7. The production machinery safety management system according to claim 6, characterized in that, The calibration point extraction module includes an image frame extraction unit and a calibration point extraction unit; Image frame extraction unit: used to retrieve historical disinfection records of the ultraviolet disinfection device, extract the medical device and disinfection time corresponding to a certain disinfection record, and obtain the corresponding monitoring segment; obtain the area of the medical device in the monitoring segment, as well as the area of the ROI region in the monitoring segment, and extract several image frames; Calibration point extraction unit: used to extract several location points on the medical device, set the initial target value of each location point to 0; based on the several image frames, obtain the final target value of each location point, and take the location point with the largest final target value as the calibration point.

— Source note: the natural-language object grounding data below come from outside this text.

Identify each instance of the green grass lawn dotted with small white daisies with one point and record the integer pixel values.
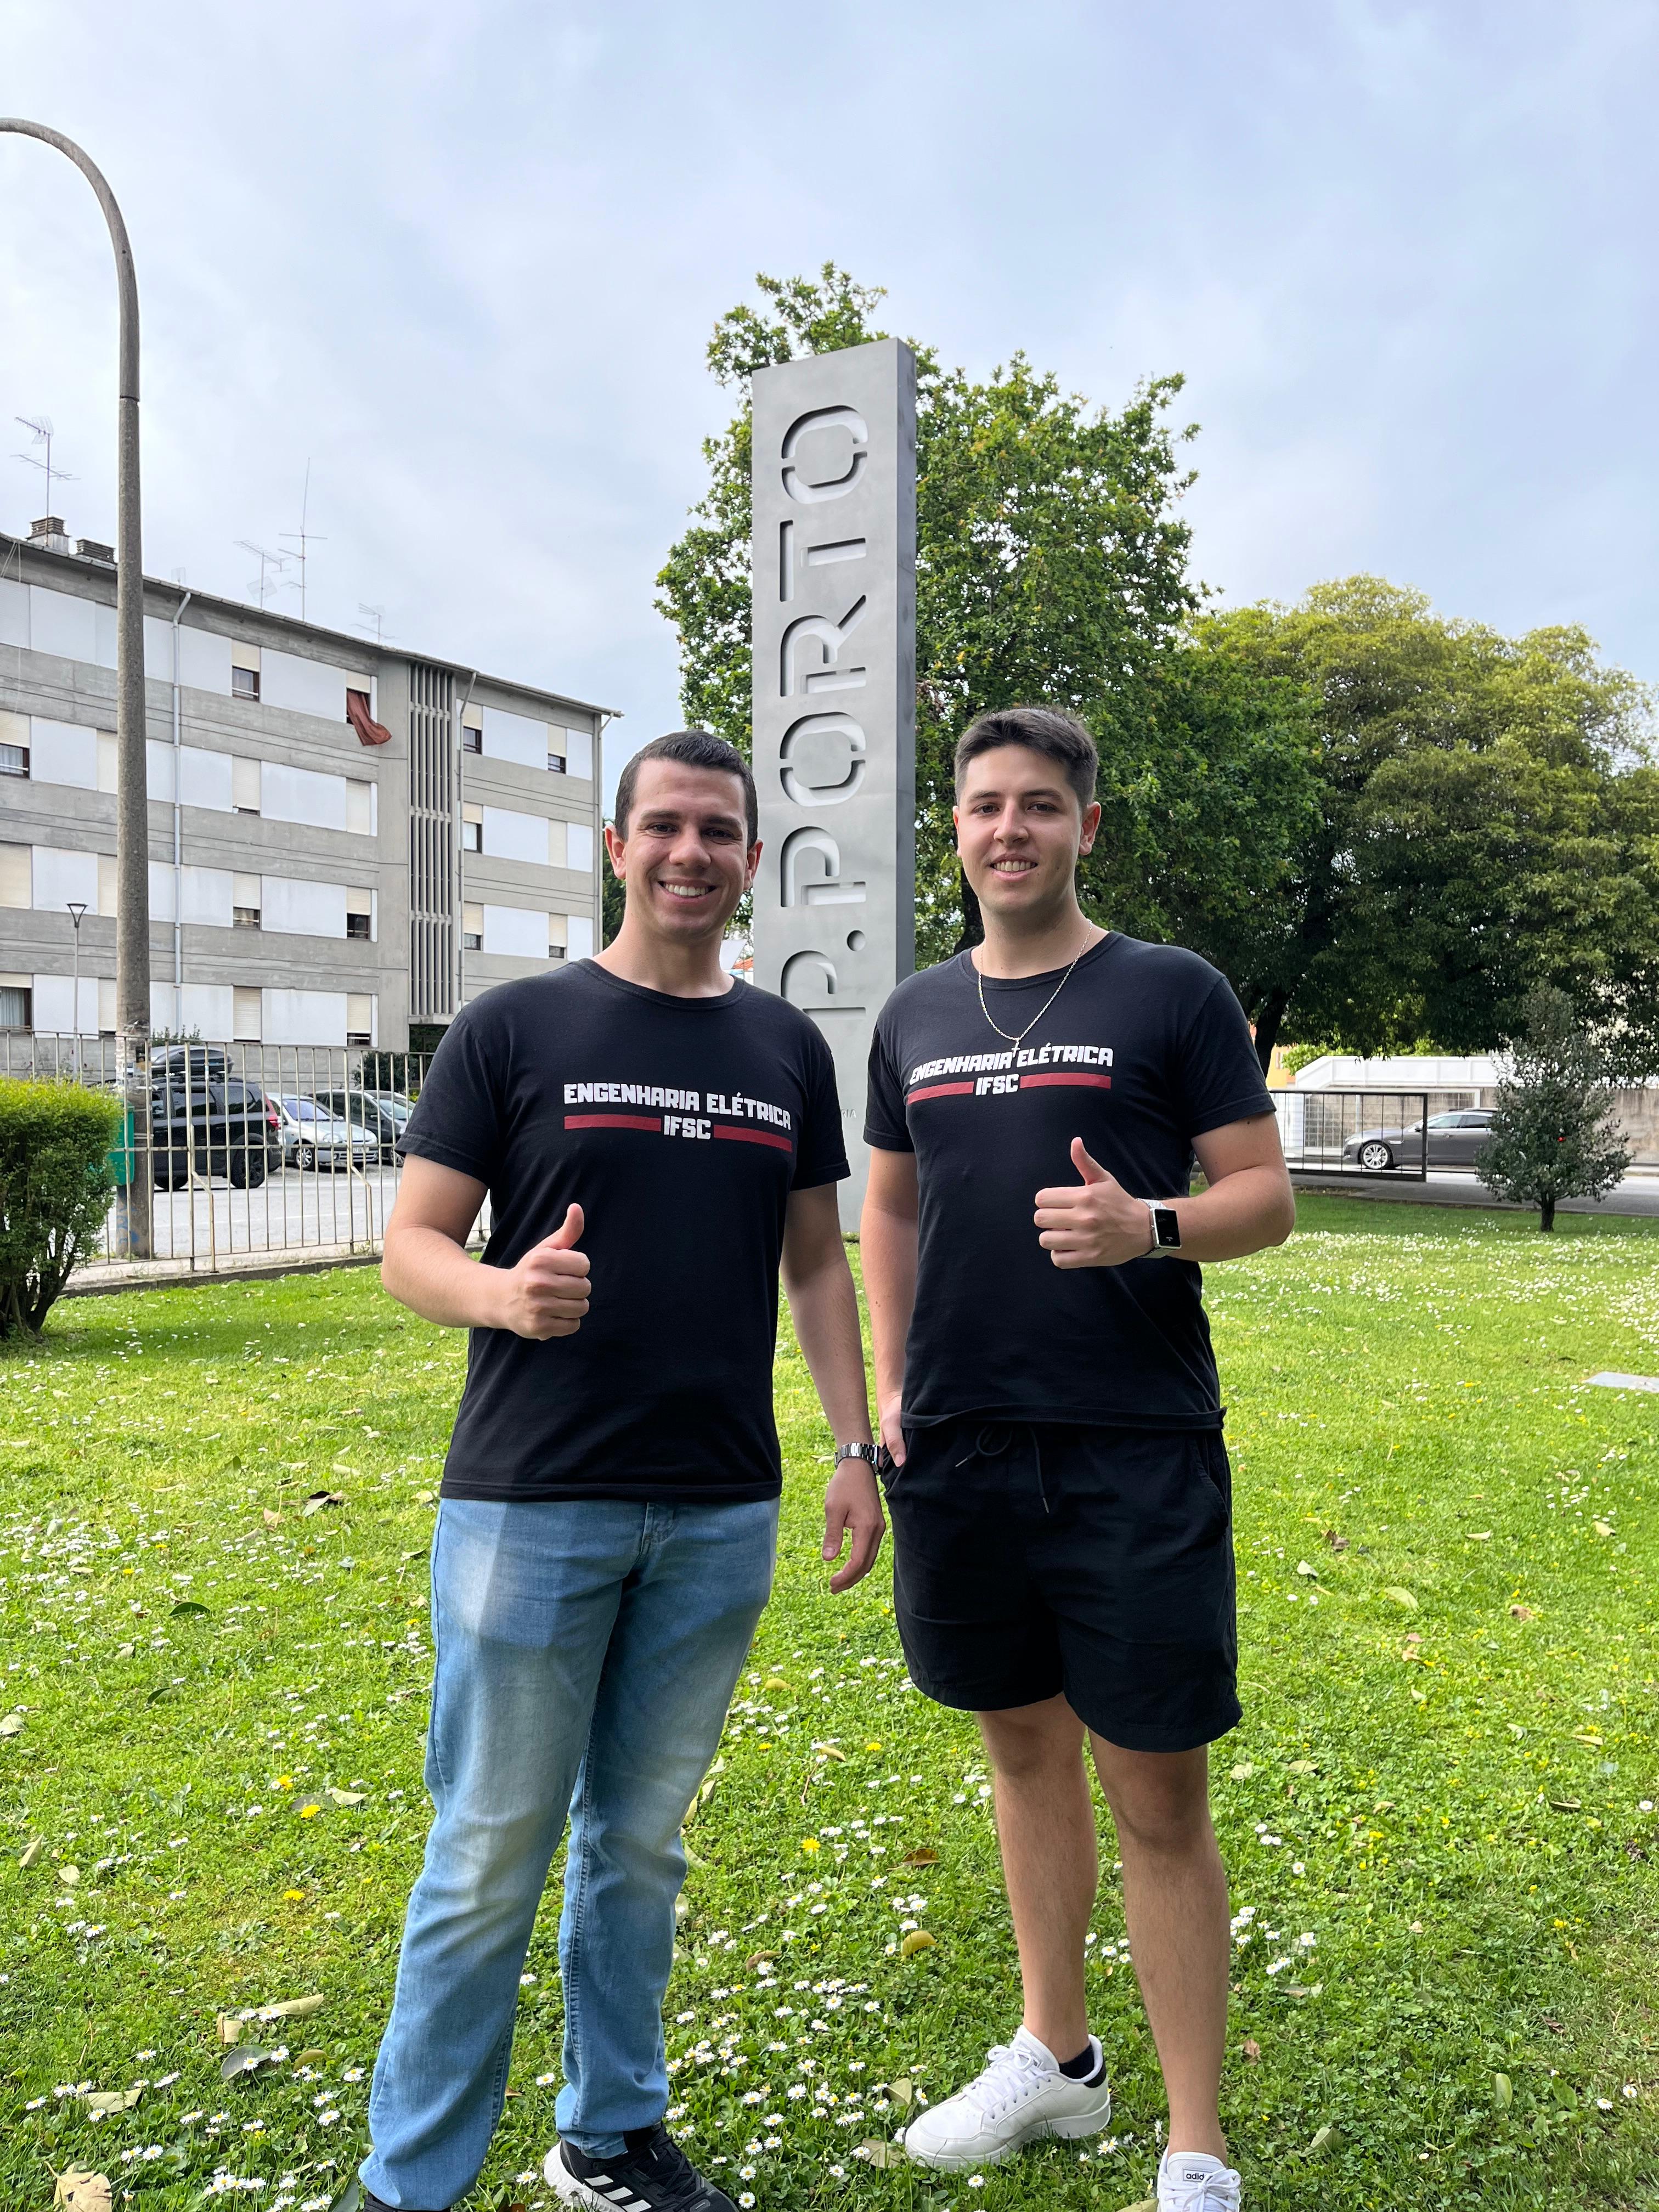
(1437, 1815)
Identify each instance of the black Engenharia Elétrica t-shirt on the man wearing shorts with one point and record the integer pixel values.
(1142, 1050)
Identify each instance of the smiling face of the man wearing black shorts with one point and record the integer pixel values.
(1019, 833)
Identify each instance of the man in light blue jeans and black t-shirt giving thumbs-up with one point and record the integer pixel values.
(658, 1145)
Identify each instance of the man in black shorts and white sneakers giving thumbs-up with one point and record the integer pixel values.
(1061, 1494)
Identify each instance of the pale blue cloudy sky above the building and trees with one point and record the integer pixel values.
(463, 260)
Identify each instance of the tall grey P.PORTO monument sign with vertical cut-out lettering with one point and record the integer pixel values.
(835, 696)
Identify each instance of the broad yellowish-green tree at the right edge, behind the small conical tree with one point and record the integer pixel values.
(1483, 824)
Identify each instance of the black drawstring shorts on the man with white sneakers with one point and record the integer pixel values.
(1034, 1561)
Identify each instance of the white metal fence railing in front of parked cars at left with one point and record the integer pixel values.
(255, 1151)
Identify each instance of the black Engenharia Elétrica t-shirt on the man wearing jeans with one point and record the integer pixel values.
(680, 1127)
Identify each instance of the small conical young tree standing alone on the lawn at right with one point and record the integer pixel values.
(1554, 1134)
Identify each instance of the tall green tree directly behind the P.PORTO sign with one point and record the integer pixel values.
(1052, 567)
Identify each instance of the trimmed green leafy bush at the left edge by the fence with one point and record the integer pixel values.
(54, 1191)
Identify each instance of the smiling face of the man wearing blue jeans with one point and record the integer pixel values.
(685, 855)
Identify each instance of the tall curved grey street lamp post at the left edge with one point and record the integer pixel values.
(132, 804)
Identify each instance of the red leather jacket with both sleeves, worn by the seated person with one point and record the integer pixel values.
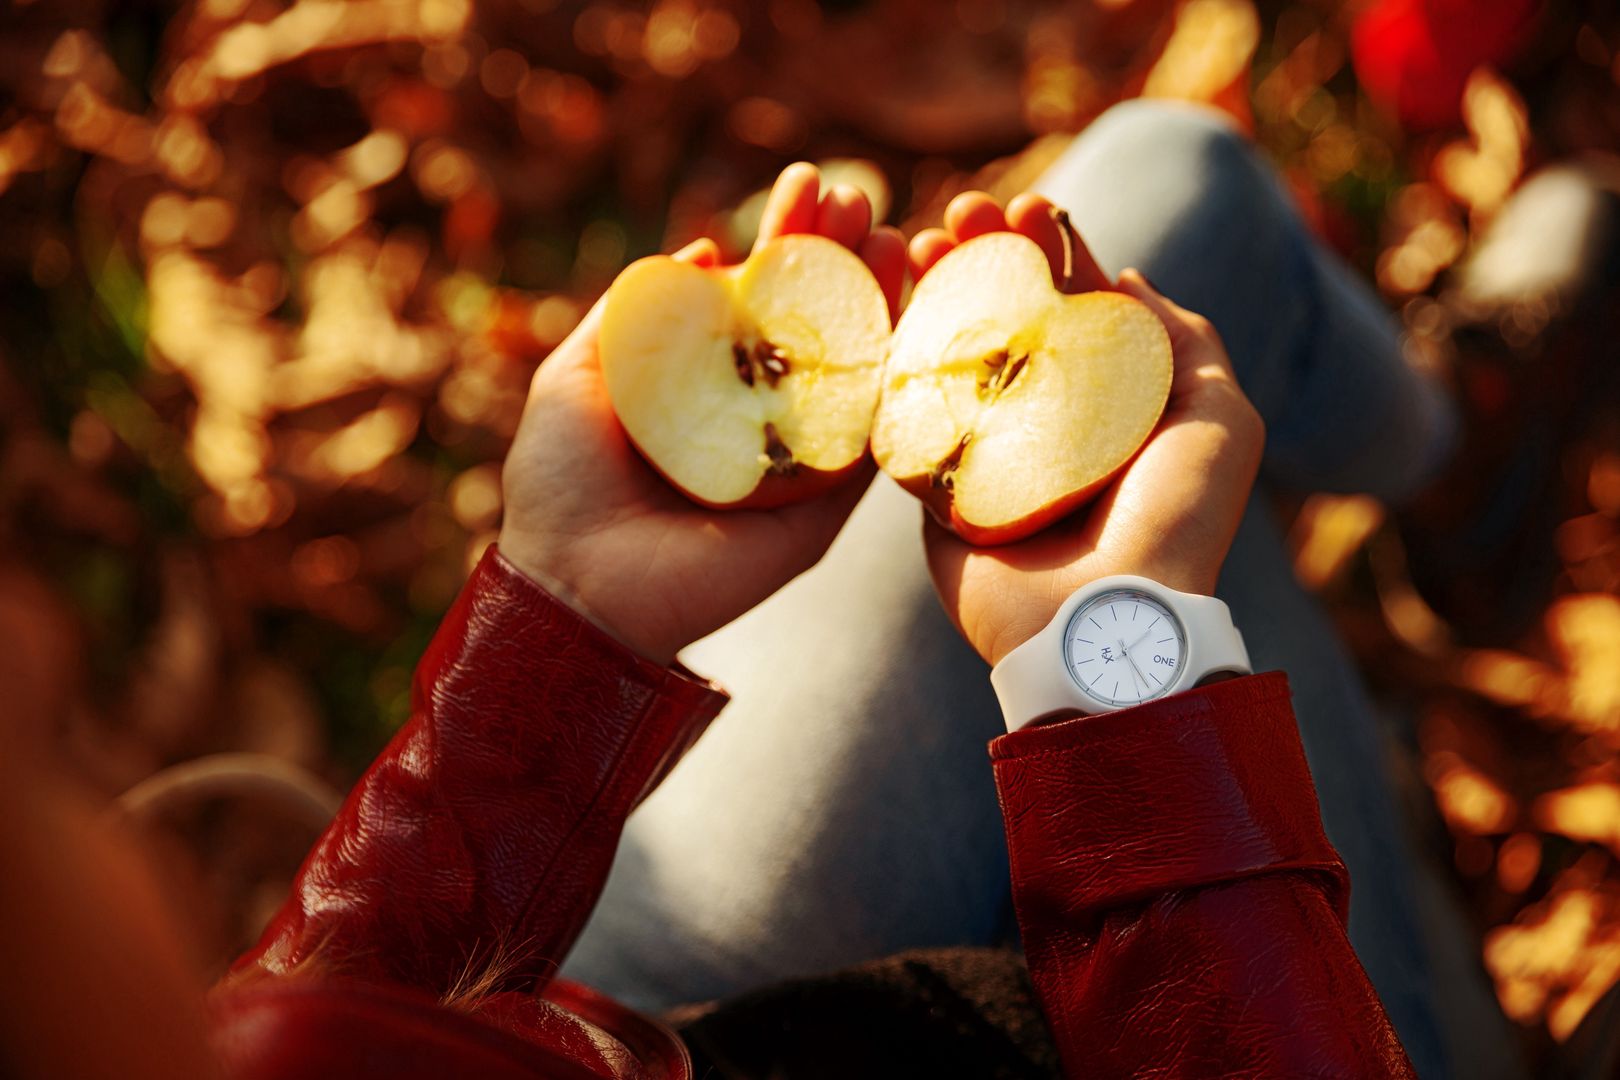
(1182, 911)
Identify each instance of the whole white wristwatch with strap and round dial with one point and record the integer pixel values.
(1115, 644)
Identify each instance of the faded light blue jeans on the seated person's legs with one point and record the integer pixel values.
(842, 809)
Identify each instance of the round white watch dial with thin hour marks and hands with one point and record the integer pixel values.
(1123, 648)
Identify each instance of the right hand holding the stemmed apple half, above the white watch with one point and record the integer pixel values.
(1174, 511)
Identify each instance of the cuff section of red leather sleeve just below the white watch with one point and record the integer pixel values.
(1201, 788)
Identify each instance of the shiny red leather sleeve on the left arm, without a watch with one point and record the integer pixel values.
(484, 833)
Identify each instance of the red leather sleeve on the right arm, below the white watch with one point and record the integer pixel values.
(1182, 909)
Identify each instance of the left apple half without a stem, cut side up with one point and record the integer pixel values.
(749, 386)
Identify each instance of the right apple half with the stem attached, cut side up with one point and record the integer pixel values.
(1008, 404)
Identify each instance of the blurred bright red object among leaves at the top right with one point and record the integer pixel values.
(1415, 56)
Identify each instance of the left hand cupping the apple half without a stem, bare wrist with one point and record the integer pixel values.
(589, 521)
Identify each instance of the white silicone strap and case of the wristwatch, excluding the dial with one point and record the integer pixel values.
(1034, 681)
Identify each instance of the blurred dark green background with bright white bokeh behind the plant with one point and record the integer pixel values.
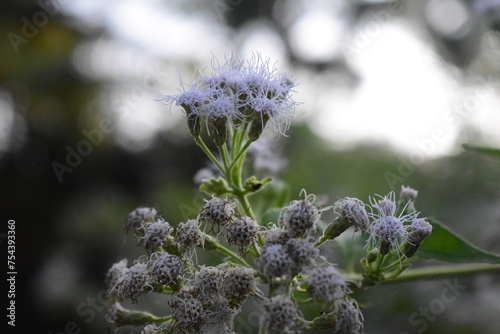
(389, 90)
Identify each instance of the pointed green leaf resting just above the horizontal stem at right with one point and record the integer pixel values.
(444, 245)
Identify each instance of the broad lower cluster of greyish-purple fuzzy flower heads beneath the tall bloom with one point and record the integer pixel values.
(207, 298)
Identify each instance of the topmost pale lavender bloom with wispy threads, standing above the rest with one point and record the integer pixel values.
(237, 92)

8. The production machinery safety management system according to claim 6, characterized in that, The pollution level calculation module includes a pollution intensity calculation unit and a pollution level calculation unit; Pollution intensity calculation unit: used to obtain the bacterial density and number of bacterial species for each pollution source, extract the maximum bacterial density and the maximum number of bacterial species, and obtain the pollution intensity of each pollution source; Pollution level calculation unit: used to monitor the location of a medical device corresponding to a target record in real time during use, and to obtain the pollution level of the medical device based on the pollution intensity and location of each pollution source.